Underworld mythology also draws on cultures from all around the world: The Greeks, the Mayans, the Inuits, and African cultures, among others, are represented among the areas designated by underworld theme.
According to Mark Showalter, a scientist on the New Horizons team and a driving force behind the OurPluto campaign, exploration was an important theme for the New Horizons team. “Pluto is like the Mount Everest of solar system exploration,” he said. The team celebrated that view by naming the first two mountain groups discovered on Pluto after Edmund Hillary and Tenzing Norgay, the first people to summit Everest.
And here's the map of Pluto's moon Charon:
Charon's naming scheme fell under four categories as well: fictional explorers and travelers; fictional origins and destinations; fictional vessels; and exploration authors, artists, and directors.
Star Wars, Doctor Who, and Star Trek all got their own little piece of Charon!
Showalter told BuzzFeed Charon is the first solar system body to have features named after geography and characters from both Star Wars and Star Trek. Darth Vader got a dark rimmed crater, while Princess Leia and Luke Skywalker both got lighter-rimmed craters.
Doctor Who is well-represented. Gallifrey, the home planet of the Time Lords in Doctor Who, is intersected, fittingly, by a chasm named Tardis, the Doctor's time machine and space ship.
On the Star Trek side of things, Captain Kirk, Mr. Spock, Lt. Uhura, Lt. Sulu, and the Vulcans all get shout-outs in Charon.

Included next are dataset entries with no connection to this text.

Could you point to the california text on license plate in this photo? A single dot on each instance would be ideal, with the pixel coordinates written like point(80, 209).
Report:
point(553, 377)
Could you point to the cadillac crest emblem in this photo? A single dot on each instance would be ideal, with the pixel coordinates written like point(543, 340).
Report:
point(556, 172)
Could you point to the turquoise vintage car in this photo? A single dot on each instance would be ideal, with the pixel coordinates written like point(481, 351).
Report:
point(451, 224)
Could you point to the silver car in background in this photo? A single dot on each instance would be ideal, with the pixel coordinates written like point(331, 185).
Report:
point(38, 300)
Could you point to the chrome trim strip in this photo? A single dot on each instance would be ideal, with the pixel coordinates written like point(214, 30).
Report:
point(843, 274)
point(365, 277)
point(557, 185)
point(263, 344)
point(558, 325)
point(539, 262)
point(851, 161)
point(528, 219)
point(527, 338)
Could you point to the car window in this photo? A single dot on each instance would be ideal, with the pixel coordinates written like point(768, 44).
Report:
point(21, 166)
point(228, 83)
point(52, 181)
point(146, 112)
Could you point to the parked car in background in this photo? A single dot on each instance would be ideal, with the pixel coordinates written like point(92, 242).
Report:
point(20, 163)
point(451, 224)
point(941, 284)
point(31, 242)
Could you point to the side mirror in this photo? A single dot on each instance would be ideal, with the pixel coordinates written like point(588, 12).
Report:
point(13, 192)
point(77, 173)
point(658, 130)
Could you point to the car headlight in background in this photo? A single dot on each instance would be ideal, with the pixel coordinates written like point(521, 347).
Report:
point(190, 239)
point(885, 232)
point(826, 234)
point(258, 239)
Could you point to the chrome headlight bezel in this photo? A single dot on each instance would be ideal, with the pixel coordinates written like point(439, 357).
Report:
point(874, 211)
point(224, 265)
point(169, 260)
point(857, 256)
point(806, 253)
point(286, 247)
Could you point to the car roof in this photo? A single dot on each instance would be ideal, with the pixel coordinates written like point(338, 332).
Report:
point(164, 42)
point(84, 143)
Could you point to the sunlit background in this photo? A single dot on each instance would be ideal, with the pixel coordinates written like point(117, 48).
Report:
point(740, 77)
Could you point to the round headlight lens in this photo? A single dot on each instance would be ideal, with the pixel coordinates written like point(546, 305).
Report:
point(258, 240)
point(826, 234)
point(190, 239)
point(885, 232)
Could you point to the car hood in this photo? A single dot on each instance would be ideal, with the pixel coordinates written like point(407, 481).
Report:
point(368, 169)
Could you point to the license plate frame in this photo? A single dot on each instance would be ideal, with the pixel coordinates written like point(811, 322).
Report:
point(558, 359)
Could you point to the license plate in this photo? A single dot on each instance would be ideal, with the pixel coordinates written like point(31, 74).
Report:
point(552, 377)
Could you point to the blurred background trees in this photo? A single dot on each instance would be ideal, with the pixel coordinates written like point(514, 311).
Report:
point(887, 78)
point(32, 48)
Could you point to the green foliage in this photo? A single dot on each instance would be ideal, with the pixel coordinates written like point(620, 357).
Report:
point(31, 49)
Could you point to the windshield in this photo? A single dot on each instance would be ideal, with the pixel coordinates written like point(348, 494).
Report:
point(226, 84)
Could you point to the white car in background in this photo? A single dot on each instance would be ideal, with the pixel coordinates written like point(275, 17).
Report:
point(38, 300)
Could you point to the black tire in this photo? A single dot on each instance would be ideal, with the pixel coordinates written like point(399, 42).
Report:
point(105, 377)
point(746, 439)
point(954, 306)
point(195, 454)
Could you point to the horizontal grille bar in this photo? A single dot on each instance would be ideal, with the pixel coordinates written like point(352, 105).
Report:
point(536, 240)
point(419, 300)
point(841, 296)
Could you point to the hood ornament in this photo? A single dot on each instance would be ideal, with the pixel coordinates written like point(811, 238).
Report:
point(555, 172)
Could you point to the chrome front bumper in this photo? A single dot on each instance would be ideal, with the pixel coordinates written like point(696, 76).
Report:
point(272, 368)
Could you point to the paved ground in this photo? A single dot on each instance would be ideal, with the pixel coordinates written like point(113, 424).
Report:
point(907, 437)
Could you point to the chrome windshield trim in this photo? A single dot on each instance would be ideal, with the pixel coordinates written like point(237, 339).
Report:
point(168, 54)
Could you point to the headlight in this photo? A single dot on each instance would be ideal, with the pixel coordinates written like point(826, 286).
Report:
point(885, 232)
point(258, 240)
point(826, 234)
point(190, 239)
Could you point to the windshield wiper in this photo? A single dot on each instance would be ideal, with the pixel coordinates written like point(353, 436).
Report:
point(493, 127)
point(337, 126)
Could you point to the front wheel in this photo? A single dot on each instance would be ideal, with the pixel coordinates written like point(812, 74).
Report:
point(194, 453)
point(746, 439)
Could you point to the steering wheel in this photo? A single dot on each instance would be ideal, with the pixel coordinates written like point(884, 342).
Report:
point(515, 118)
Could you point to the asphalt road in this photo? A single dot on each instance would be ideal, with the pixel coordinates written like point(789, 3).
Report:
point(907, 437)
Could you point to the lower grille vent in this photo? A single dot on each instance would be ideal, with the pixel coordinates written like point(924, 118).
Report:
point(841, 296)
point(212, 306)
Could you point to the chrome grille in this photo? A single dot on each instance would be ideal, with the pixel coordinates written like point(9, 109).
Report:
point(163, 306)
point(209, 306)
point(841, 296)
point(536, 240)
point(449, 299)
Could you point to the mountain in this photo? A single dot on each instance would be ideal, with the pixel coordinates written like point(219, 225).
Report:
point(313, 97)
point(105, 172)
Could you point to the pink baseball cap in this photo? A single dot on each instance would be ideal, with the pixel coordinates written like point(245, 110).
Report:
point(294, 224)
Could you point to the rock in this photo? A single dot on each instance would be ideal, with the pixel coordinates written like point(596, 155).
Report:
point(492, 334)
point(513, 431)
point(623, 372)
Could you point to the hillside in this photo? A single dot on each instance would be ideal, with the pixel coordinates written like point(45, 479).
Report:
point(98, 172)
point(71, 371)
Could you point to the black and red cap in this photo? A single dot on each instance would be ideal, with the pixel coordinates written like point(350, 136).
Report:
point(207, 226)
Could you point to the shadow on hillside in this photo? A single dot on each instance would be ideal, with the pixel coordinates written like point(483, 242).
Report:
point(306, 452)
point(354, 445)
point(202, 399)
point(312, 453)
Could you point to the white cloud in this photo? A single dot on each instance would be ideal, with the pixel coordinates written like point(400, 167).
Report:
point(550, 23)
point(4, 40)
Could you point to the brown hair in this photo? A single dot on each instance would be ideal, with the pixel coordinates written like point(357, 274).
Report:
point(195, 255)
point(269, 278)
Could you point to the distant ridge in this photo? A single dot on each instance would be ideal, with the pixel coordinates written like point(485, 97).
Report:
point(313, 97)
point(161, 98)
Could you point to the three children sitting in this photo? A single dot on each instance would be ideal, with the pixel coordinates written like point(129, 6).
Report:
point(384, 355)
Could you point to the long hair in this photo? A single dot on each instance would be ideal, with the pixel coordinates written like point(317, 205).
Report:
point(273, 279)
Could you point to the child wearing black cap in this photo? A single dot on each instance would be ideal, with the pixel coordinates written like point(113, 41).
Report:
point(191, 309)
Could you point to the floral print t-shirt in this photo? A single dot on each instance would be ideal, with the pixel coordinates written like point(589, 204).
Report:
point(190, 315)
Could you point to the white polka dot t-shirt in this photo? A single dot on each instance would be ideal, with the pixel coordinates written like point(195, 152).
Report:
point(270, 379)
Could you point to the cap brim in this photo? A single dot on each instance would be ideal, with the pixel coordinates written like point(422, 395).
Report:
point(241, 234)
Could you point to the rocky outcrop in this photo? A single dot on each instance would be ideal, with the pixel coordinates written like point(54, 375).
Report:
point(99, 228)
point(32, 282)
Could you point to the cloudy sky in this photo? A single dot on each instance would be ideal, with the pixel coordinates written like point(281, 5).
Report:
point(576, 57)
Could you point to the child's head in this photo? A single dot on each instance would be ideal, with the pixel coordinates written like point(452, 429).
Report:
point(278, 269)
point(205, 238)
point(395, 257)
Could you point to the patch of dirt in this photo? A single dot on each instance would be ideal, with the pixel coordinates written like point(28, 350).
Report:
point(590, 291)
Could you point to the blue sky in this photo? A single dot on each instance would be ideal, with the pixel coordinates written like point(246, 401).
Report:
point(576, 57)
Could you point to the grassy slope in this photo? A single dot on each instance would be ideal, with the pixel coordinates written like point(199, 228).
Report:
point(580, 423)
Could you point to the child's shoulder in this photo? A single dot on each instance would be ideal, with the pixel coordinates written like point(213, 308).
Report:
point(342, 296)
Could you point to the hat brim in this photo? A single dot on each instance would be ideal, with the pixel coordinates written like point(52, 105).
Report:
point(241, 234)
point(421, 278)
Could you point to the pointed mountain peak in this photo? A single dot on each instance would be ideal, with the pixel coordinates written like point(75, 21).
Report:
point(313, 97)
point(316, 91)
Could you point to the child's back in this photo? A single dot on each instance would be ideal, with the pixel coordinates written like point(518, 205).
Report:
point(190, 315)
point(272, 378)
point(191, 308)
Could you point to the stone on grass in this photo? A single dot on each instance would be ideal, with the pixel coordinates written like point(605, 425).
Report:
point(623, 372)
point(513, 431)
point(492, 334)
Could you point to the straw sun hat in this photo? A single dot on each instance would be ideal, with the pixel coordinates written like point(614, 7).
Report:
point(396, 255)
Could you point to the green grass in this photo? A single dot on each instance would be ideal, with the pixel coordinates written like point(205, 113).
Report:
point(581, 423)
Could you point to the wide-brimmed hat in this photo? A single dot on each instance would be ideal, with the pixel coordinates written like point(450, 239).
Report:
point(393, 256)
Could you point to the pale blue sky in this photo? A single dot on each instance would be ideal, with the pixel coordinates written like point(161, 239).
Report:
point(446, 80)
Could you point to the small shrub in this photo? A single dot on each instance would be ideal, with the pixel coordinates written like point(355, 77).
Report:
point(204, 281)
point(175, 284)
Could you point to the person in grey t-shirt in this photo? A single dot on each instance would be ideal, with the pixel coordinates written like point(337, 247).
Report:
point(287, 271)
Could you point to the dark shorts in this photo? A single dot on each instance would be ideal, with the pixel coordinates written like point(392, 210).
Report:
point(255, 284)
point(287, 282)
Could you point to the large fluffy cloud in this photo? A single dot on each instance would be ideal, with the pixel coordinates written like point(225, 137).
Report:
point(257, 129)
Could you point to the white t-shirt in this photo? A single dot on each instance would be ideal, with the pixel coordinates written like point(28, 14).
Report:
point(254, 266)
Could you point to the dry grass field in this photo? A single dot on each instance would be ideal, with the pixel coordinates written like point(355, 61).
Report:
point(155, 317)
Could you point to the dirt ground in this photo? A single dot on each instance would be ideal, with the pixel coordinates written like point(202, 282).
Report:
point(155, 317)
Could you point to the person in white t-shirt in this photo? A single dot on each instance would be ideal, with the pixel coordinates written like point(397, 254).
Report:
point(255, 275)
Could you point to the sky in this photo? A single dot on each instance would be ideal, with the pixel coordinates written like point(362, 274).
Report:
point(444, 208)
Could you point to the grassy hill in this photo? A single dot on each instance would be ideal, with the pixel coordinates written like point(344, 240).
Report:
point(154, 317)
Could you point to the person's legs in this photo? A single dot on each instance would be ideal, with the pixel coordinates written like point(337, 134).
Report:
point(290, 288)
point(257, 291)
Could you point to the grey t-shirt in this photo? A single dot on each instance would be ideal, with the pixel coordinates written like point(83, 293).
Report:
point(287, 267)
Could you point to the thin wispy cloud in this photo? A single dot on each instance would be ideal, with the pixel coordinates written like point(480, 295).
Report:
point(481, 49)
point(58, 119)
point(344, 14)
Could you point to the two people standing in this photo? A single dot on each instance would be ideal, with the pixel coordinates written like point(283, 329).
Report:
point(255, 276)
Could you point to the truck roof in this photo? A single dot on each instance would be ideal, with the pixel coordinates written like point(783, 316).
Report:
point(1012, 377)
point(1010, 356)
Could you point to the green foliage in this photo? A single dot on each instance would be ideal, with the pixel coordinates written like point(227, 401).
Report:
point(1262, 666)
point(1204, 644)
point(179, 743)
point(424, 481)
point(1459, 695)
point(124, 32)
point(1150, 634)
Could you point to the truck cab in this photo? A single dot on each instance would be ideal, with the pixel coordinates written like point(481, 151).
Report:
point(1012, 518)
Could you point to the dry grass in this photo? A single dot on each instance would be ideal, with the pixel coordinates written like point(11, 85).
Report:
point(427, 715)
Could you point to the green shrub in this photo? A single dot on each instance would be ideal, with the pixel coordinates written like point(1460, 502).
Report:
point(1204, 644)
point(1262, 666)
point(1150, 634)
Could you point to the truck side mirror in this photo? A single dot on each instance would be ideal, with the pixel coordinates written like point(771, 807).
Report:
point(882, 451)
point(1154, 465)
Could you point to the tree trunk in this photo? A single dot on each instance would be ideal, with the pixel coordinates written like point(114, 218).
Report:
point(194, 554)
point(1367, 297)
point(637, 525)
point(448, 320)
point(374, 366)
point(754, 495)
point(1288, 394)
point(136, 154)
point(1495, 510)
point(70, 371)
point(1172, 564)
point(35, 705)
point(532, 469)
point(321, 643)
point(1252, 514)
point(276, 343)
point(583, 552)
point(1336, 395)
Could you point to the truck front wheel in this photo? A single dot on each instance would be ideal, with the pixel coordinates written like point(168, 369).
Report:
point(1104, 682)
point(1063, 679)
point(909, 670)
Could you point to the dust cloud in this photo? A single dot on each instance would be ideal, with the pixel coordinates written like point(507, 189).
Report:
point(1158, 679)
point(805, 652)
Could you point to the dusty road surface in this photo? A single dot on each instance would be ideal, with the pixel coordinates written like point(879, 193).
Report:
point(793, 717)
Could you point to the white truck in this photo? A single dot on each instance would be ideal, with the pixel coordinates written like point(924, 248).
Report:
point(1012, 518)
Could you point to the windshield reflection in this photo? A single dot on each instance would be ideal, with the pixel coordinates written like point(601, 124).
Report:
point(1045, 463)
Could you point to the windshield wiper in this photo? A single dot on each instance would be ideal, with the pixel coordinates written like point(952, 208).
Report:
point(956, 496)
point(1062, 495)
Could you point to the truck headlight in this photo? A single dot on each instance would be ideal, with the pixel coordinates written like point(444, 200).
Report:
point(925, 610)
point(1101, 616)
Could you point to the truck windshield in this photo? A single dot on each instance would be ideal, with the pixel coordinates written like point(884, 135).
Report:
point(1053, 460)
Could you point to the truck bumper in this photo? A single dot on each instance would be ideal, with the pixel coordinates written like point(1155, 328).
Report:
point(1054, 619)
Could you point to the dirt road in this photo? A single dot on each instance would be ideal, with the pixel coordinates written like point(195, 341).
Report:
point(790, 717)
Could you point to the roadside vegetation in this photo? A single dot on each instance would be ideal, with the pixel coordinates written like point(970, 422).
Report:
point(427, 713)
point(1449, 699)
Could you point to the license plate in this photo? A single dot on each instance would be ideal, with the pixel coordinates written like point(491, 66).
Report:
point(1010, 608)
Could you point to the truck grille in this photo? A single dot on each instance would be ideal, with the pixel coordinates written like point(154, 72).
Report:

“It shouldn’t be a big surprise to anybody that once we put [the fictional explorers and travelers theme] up for a vote that names like Kirk and Spock and Skywalker and Leia became popular names,” Showalter added. A quick glance at the map will show Lord of the Rings fans will not be disappointed, either.
Among many others, there are also references to Alice from Alice in Wonderland, Stanley Kubrick for his film 2001: A Space Odyssey, Douglas Adams for his book The Hitchhikers Guide to the Galaxy, and Madeleine L’Engle, the author of A Wrinkle in Time.
These named regions remain informal, but the team is optimistic that their maps will be ratified.
“Everything is waiting approval,” Showalter told BuzzFeed Science, but “we are optimistic that the IAU will see things the way we do.” The team is proud of the fact that the names are drawn from people from around the world, and from many different cultures and backgrounds. Perhaps just as important to them, though, is honoring the work that came before them and that ultimately contributed to the mission’s success.
“We felt strongly as a mission team that we stood on the shoulders of giants,” Alan Stern, the principal investigator of the New Horizons mission, told BuzzFeed Science, and that they needed to “honor the missions and the engineers and scientists who figured out how to do space exploration, because we could have never pulled off New Horizons without their experience.”